Ela sorriu mostrando uma boca ausente de qualquer dente e de língua branca contra lábios ressecados. Eu via alegria no sorriso banguela e nas covinhas de suas bochechas pálidas, eu via uma infância mesmo nas suas olheiras enrugadas, e não me contive em prosseguir.

"Qual é o seu nome?", quis saber.

Ela estremeceu um instante com a pergunta. Apoiou uma mão contra o queixinho, virou os olhos pensativa e deu de ombros, assumindo não saber quem era. Achei graça naquilo, outra vez vi nela aquele tipo inocente de beleza.

"Tudo bem, nós vamos descobrir juntos", eu garanti, antes de complementar uma proposta amaldiçoada "e a gente também pode conseguir uma letra para essa sua música aí".

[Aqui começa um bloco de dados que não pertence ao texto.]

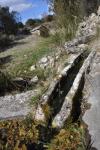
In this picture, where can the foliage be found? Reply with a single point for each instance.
(68, 139)
(67, 16)
(48, 18)
(8, 20)
(5, 40)
(18, 134)
(33, 22)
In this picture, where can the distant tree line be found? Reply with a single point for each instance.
(36, 22)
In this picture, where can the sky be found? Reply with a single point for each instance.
(27, 8)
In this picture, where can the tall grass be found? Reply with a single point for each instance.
(68, 14)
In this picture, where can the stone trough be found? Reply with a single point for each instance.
(52, 102)
(68, 108)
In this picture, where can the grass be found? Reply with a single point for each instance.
(24, 59)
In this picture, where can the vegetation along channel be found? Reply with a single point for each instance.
(49, 74)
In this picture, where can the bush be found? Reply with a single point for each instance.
(4, 40)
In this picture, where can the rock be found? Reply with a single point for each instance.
(32, 68)
(20, 82)
(44, 60)
(39, 114)
(83, 46)
(34, 80)
(44, 31)
(16, 105)
(98, 12)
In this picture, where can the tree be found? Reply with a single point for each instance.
(8, 20)
(33, 22)
(67, 16)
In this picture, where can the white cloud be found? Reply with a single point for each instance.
(17, 5)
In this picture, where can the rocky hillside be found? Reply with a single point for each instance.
(58, 89)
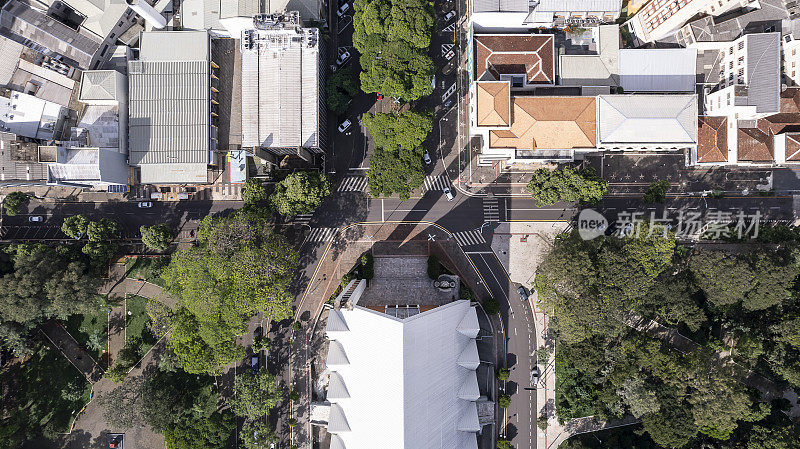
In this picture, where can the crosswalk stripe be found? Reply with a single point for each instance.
(353, 184)
(436, 183)
(468, 238)
(321, 234)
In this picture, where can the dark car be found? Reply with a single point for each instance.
(523, 294)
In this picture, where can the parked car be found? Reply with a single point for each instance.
(448, 193)
(342, 59)
(343, 9)
(523, 294)
(535, 374)
(346, 124)
(254, 364)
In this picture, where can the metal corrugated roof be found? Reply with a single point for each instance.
(631, 119)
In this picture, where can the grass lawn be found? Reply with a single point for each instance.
(84, 327)
(48, 392)
(146, 268)
(137, 330)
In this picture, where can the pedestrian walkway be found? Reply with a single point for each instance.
(436, 182)
(353, 184)
(321, 234)
(491, 210)
(469, 238)
(72, 350)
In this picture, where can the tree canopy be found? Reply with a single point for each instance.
(567, 184)
(299, 193)
(239, 268)
(396, 164)
(393, 37)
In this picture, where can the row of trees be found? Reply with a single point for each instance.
(741, 302)
(393, 37)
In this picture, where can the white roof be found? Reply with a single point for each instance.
(631, 119)
(400, 384)
(658, 69)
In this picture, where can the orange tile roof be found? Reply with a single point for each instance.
(494, 98)
(549, 123)
(515, 54)
(712, 139)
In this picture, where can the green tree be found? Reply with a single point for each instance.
(256, 435)
(300, 193)
(253, 191)
(75, 226)
(504, 401)
(218, 300)
(567, 184)
(157, 237)
(341, 87)
(13, 202)
(657, 192)
(396, 163)
(255, 395)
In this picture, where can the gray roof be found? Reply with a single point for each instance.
(169, 101)
(763, 72)
(28, 23)
(500, 6)
(632, 119)
(658, 69)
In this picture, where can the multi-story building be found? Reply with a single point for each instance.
(659, 19)
(283, 104)
(172, 116)
(749, 78)
(517, 15)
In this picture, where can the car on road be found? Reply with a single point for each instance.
(448, 193)
(343, 9)
(254, 364)
(535, 374)
(345, 125)
(342, 59)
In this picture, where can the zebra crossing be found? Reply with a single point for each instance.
(436, 182)
(302, 219)
(468, 238)
(321, 234)
(353, 184)
(491, 210)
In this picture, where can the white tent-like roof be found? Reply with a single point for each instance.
(404, 383)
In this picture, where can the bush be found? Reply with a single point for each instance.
(503, 373)
(434, 267)
(367, 266)
(504, 401)
(13, 202)
(491, 306)
(657, 192)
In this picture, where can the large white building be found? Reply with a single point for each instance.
(403, 382)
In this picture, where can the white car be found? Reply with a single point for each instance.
(448, 193)
(346, 124)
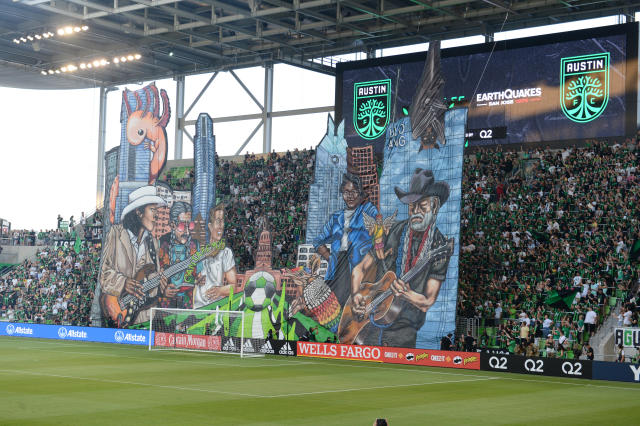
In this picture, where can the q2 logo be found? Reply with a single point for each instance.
(534, 366)
(571, 368)
(498, 362)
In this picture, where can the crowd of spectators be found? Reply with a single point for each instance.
(549, 242)
(547, 223)
(56, 287)
(268, 191)
(90, 228)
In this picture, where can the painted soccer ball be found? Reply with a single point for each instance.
(259, 290)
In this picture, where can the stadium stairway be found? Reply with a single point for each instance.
(17, 254)
(602, 341)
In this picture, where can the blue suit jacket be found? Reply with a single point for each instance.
(359, 238)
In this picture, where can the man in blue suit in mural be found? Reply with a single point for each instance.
(346, 232)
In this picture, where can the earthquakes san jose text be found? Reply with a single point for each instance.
(509, 94)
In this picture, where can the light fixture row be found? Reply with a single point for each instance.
(96, 63)
(30, 38)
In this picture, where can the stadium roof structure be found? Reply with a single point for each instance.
(183, 37)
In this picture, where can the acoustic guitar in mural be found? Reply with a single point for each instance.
(382, 307)
(123, 309)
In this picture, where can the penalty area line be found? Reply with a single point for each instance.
(375, 388)
(122, 382)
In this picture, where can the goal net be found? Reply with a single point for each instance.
(203, 330)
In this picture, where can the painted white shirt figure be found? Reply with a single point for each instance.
(213, 269)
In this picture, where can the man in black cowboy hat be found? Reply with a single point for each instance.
(409, 240)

A menininha sorriu outra vez, mais receptiva, e deu outro passo em minha direção. Naquela altura eu ainda não sabia, mas ela não entendia uma palavra sequer do que eu dizia, tanto quanto não entenderia de qualquer outro idioma. Era uma criaturinha selvagem, iletrada, solitária e isolada que naquele ponto não tinha mais qualquer contato com qualquer um. Ninguém na minha cabeça podia ser estúpido além de mim.

Dei mais um passo. Toquei o ombro da menina e ela se maravilhou, absolutamente agraciada pelo toque. Senti a pele fria e rígida, úmida, e voltei a mim, percebendo a estranheza daquilo e recuperando o juízo sobre o perigo da estranha criança. Afastei-me novamente, dei um sorriso amarelo e estremeci.

Vendo meu susto, a garota deu outro passo para voltar até mim e abraçou minha cintura. Levantou os olhos e me olhou de baixo, cantarolou junto a mim por mais um tempo, durante o qual permaneci estático, até que finalmente acordei.

Naquele dia selei minha jornada. Pelas horas, a música ainda estava na minha lembrança, e cheguei a gastar alguns minutos livres da minha tarde tentando bolar uma letra que nela se encaixasse.